Eppure, il tracciamento dei contatti sarebbe uno dei punti fondamentali per evitare una terza ondata: dopo questo periodo di chiusure e zone rosse, per fronteggiare il pericolo in attesa del vaccino, servirebbe un meccanismo di tracciamento solido, quello che è mancato dopo l’estate. Altrimenti saranno state di nuovo inutili, con tutte le loro conseguenze economiche e sociali. Per capire cosa succede quando il tracciamento sfugge di mano basta guardare a quel che è successo in queste settimane: la curva dei contagi si impenna.

È chiaro che quando i numeri dei positivi esplodono, è impossibile tenere il conto di tutti i casi. Per questo è necessario intervenire il prima possibile. Anche perché non c’è da fare affidamento sulla app Immuni, anche questa lanciata dal commissario Arcuri, che deve essere attivata dall’operatore della Asl che notifica la positività del paziente Covid-19: durante la chiamata, l’operatore deve chiedere il codice univoco che identifica il cittadino all’interno dell’applicazione e “segnalarlo” come positivo. Solo a quel punto, l’applicazione invia la notifica di contatto sospetto a chi ha incrociato il paziente negli ultimi giorni. Solo che spesso la chiamata dell’Asl arriva in ritardo o non arriva proprio, così come la richiesta del codice Immuni. In questo modo, a prescindere da quanti la scaricano (ad oggi, poco meno di dieci milioni di persone) l’app è inutile.

I tracciatori

Quindi, l’unica strada che rimane solida attualmente è il tracciamento manuale. Per rafforzarlo, le regioni si sono attrezzate già negli scorsi mesi con bandi regionali. È quel che è successo anche in Calabria, dove l’ormai ex Commissario alla Sanità Saverio Cotticelli ha emanato due Decreti per potenziare l’organico. Il 24 ottobre è arrivato poi un bando nazionale della Protezione civile a integrare l’organico dei contact tracer in tutte le regioni.
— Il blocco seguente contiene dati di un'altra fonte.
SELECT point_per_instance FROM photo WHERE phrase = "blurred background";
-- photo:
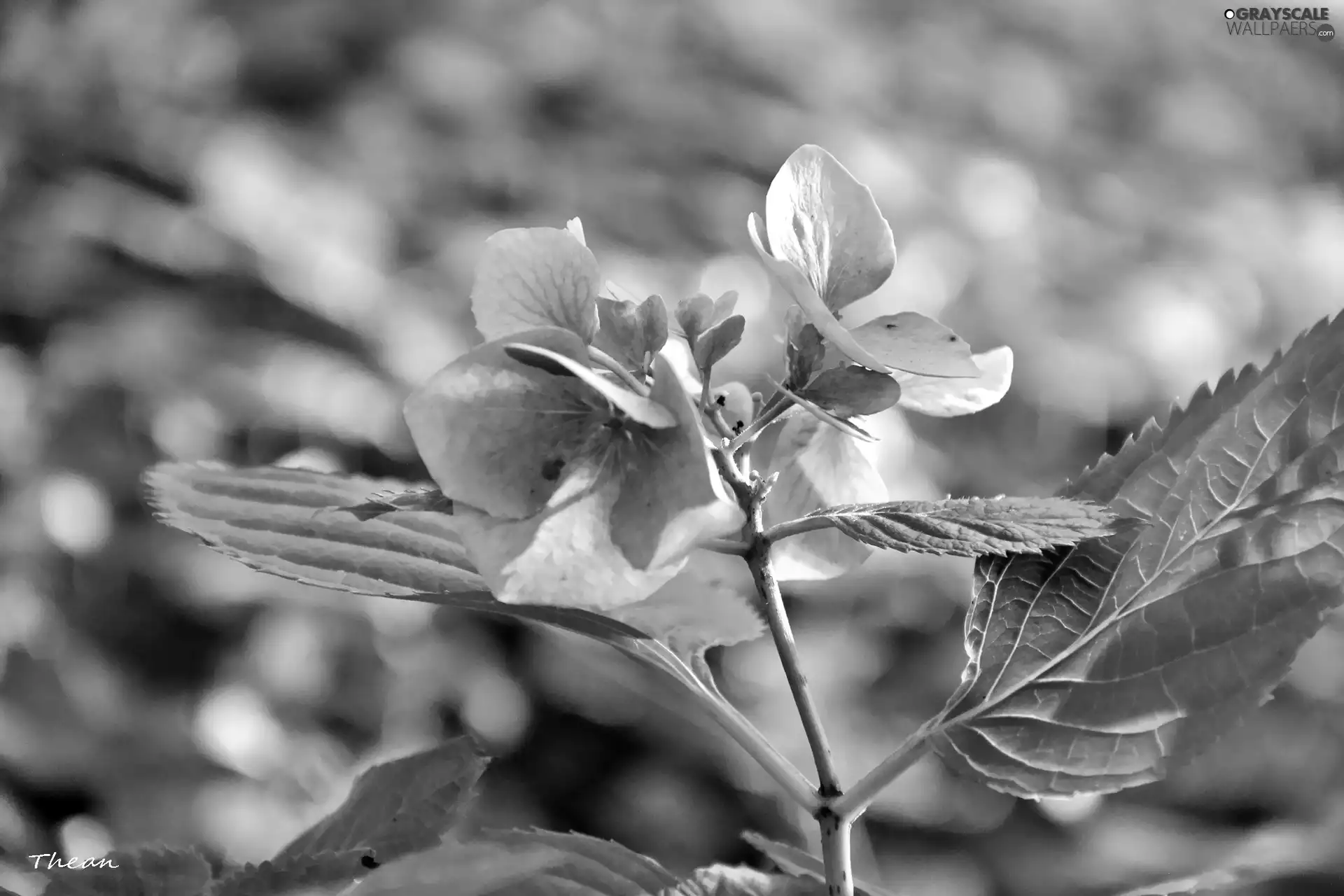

Una chiamata lampo, considerato che è stato possibile presentare le candidature per appena due giorni e mezzo, fino alle 19 del 26 ottobre. L’adesione è stata amplissima: oltre 49mila domande per 2mila posti, 1.500 medici e 500 amministrativi. La Protezione civile ha poi inoltrato le rose alle regioni, che stanno provvedendo a vagliare ed eventualmente assumere i candidati. 
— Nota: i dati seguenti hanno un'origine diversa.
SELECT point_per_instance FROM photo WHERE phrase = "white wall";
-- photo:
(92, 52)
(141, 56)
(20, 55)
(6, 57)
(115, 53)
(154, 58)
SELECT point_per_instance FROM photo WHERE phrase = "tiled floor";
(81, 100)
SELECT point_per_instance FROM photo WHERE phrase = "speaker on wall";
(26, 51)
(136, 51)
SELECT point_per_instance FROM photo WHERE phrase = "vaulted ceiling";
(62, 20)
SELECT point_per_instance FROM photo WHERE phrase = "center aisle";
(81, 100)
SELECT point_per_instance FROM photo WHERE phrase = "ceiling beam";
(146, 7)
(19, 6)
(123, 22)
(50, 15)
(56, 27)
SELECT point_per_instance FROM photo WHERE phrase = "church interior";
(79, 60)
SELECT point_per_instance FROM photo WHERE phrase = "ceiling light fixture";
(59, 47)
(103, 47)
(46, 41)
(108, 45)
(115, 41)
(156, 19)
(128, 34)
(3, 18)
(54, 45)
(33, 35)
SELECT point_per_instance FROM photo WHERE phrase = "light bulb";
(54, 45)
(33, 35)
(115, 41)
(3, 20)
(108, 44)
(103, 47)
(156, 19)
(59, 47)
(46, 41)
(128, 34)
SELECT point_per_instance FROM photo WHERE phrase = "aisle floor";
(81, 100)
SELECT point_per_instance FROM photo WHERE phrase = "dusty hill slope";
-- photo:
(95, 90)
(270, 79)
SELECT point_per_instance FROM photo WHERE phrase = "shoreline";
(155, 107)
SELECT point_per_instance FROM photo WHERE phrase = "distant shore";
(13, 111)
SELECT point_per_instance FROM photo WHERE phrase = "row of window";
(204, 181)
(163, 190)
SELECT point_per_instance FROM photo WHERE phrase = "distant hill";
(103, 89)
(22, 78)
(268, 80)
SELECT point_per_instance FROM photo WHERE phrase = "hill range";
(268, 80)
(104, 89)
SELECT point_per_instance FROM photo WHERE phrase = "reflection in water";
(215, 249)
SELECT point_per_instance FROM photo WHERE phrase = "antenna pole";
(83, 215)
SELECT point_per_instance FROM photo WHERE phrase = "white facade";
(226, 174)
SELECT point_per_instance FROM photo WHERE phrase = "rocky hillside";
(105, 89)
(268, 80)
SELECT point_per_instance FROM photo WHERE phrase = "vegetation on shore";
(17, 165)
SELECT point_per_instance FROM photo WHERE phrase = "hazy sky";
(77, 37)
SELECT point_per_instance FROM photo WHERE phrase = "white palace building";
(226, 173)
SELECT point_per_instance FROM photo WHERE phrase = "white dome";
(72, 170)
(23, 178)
C’è poi la possibilità, per chi avesse denaro disponibile, di andare oltre le indicazioni della Protezione civile, che ha assegnato alle regioni il numero di posti che è possibile coprire attingendo ai fondi nazionali per l’emergenza. Insomma, chi ha messo da parte soldi a sufficienza potrebbe chiamare tutti i candidati che desidera.

Com’è accaduto in Toscana, dove sono state assunte 428 persone a fronte delle 124 previste dal piano della Protezione civile. Tuttavia, anche per inserire queste nuove leve i tempi non sono brevi: le procedure sono lunghe, bisogna vagliare la disponibilità, valutare le competenze e chiaramente effettuare un tampone prima di mettere in servizio il medico, l’infermiere o l’amministrativo. I problemi sono tanti: già l’assunzione non avviene ovunque alla stessa maniera. Infatti, se anche gli operatori risponderanno di fatto all’Asl, che ha ovunque in mano la gestione del tracciamento, saranno assunti dalla Protezione civile regionale, o, in alcuni casi, addirittura dalla Regione stessa.
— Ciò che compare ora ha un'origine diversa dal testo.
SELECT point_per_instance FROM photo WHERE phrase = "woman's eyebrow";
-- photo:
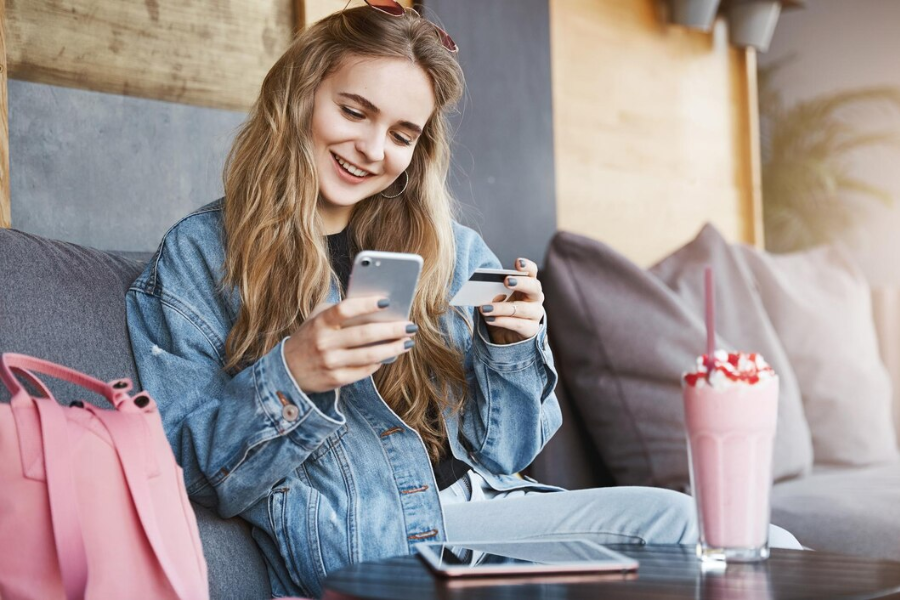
(376, 110)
Il Piemonte, per esempio, deve ancora dirimere la questione. L’alternativa è che ogni singola Asl chiami tutti i candidati idonei: le conseguenze sono tempi ultra dilatati e telefonate ripetitive. L’altro ostacolo per un’assunzione celere è legata proprio al fatto che ogni Asl è un universo a sé: infatti, molti candidati adatti a questo bando, che propone un impiego fino al 31 gennaio, sono iscritti anche ad altre chiamate simili bandite da enti locali. Il risultato è che, magari, in attesa della chiamata per il ruolo giusto nel posto giusto (e magari per un incarico più a lungo termine), i candidati rifiutino tutte le altre richieste.

La soluzione potrebbe essere assumerli tutti e poi distribuirli nelle Asl, ma non è andata ovunque così. In Puglia, ogni Asl ha fatto la sua valutazione e sono già state spedite le lettere di assunzione, con il personale che dovrebbe prendere servizio a giorni, subito dopo aver avuto l’esito del tampone. Dalla chiusura del bando sono passate due settimane.